Coluna: Mas doutor, essa multa é confiscatória!
Temos verificado que a menção à “multa confiscatória” e, muitas das vezes, “multa arbitrária” – expressão relacionada às áreas tributária e fiscal –, tem sido uma constante nas indicações dos profissionais e empresários do ramo varejista, principalmente após o cenário de recessão econômica que assolou o nosso país.
Adentrando na seara mais complexa da questão, destacamos as multas tributárias como penalidades administrativas aplicadas em razão de determinada infração a uma obrigação fiscal, as quais podem ser punitivas ou desestimuladoras, dependendo do tipo de violação cometida pelo contribuinte. Ou seja, trata-se de coerção objetiva que o Estado – por meio da edição de suas leis, as quais estipulam o regramento tributário à aplicabilidade das multas – impõe ao contribuinte em razão da violação de seu direito subjetivo de crédito, positivando o fato ilícito da relação tributária.
Por tais razões, é comum depararmos com situações que nos sujeitam discutir a aplicabilidade de multas majoradas que, em muitos dos casos, ultrapassam o valor da obrigação principal. Para tanto, faz-se necessário observar os Limites do Poder de Tributar inseridos na Constituição Federal do Brasil, que destaca, dentre outros princípios, o Princípio do Não Confisco – que, inserido no inciso IV, do art. 150 da CRFB, veda qualquer pretensão governamental que possa conduzir, no campo da fiscalidade, à injusta apropriação estatal, no todo ou em parte, do patrimônio ou rendimentos dos contribuintes, de maneira a lhes comprometer em razão da insuportabilidade da carga tributária –, bem como os Princípios da legalidade, razoabilidade, proporcionalidade, motivação, ampla defesa e do contraditório.
Todavia, mesmo com a preocupação do constituinte de inserir princípios à Carta Magna, inexiste, em nossa legislação, qualquer indicação quanto aos parâmetros para configuração de multa com efeito confiscatório. Assim, em razão de tal lacuna, os Entes Federativos (União Federal, Estados-Membros, Municípios e Distrito Federal) legislam sobre as multas tributárias aplicando alíquotas que, muitas das vezes, ultrapassam os limites da regra do Não Confisco, eis que fica a cargo do Poder Judiciário utilizar-se do seu livre conhecimento para os fins de definir se determinado valor cobrado pela administração pública está apropriado, adequado, razoável, ou se o mesmo é inconstitucional e tem efeito de confisco.

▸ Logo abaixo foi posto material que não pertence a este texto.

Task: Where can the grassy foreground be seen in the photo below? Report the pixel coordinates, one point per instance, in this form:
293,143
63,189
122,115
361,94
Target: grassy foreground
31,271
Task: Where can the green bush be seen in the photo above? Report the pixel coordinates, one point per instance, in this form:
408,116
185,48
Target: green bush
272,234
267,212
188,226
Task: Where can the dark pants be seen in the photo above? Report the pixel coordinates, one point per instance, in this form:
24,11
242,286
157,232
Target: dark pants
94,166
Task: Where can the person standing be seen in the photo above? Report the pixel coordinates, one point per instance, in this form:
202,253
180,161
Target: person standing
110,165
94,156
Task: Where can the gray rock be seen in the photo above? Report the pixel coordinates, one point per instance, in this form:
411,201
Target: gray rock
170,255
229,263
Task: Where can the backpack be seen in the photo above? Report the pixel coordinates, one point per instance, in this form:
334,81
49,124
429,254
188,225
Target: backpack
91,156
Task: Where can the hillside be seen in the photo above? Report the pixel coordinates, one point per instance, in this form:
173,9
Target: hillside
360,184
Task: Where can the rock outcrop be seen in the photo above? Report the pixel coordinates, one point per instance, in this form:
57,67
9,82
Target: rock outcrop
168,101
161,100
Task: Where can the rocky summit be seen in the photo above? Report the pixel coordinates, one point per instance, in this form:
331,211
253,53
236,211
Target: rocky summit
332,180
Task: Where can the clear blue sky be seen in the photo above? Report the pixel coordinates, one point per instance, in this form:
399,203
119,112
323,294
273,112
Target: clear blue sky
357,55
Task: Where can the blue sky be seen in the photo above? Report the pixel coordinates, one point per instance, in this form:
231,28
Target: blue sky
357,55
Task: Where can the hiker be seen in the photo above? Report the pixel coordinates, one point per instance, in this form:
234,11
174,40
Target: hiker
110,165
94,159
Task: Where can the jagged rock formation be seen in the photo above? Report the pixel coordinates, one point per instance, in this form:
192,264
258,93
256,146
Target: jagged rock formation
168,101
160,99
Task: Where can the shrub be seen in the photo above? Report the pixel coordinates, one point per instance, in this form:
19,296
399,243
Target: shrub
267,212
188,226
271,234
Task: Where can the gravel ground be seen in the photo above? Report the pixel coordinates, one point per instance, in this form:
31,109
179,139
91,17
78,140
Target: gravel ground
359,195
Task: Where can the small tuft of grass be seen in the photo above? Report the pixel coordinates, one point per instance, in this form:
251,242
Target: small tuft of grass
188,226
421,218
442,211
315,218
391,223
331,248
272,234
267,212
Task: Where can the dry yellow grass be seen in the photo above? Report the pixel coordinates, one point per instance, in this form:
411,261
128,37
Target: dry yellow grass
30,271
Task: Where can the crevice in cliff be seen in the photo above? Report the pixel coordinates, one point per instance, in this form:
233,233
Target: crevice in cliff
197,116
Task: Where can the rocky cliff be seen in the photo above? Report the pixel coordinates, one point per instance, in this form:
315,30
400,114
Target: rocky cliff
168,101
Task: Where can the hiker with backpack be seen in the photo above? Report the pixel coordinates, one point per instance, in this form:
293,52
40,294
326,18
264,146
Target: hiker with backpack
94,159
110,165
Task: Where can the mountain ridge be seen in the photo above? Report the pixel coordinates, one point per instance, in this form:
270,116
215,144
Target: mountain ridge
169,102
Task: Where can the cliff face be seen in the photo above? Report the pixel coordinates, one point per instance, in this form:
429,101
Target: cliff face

Destaca-se, portanto, que em razão da necessidade de haver um critério limitativo para aplicação das multas tributárias – de maneira que seja afastada qualquer incerteza do contribuinte e, principalmente, que sejam respeitadas as atribuições meramente punitivas e desestimuladoras –, o tema vem sendo amplamente discutido no judiciário, alcançando repercussão geral com recurso pendente de julgamento pelo Supremo Tribunal Federal, como se observa no RE 736090/SC, o qual discute os limites da multa fiscal qualificada em razão de sonegação, fraude ou conluio, tendo em vista a vedação constitucional ao efeito confiscatório.
É preciso estar atento, pois o próprio STF já se posicionou em limitar o valor das multas em percentual não excedente a 100% sobre o valor do tributo, como ocorreu no julgamento do RE 83.106/GO, devendo tal posicionamento ser adotado pelos tribunais. Portanto, na ocorrência de aplicação de multa que exceda os limites entendidos como proporcionais e de flagrante violação à razoabilidade, é cabível levar à discussão ao judiciário para resguardar os direitos do Contribuinte.
*Ana Paula Rosa é Coordenadora do Conselho Jurídico da ASSERJ.
*Coluna publicada na revista SUPER NEGÓCIOS.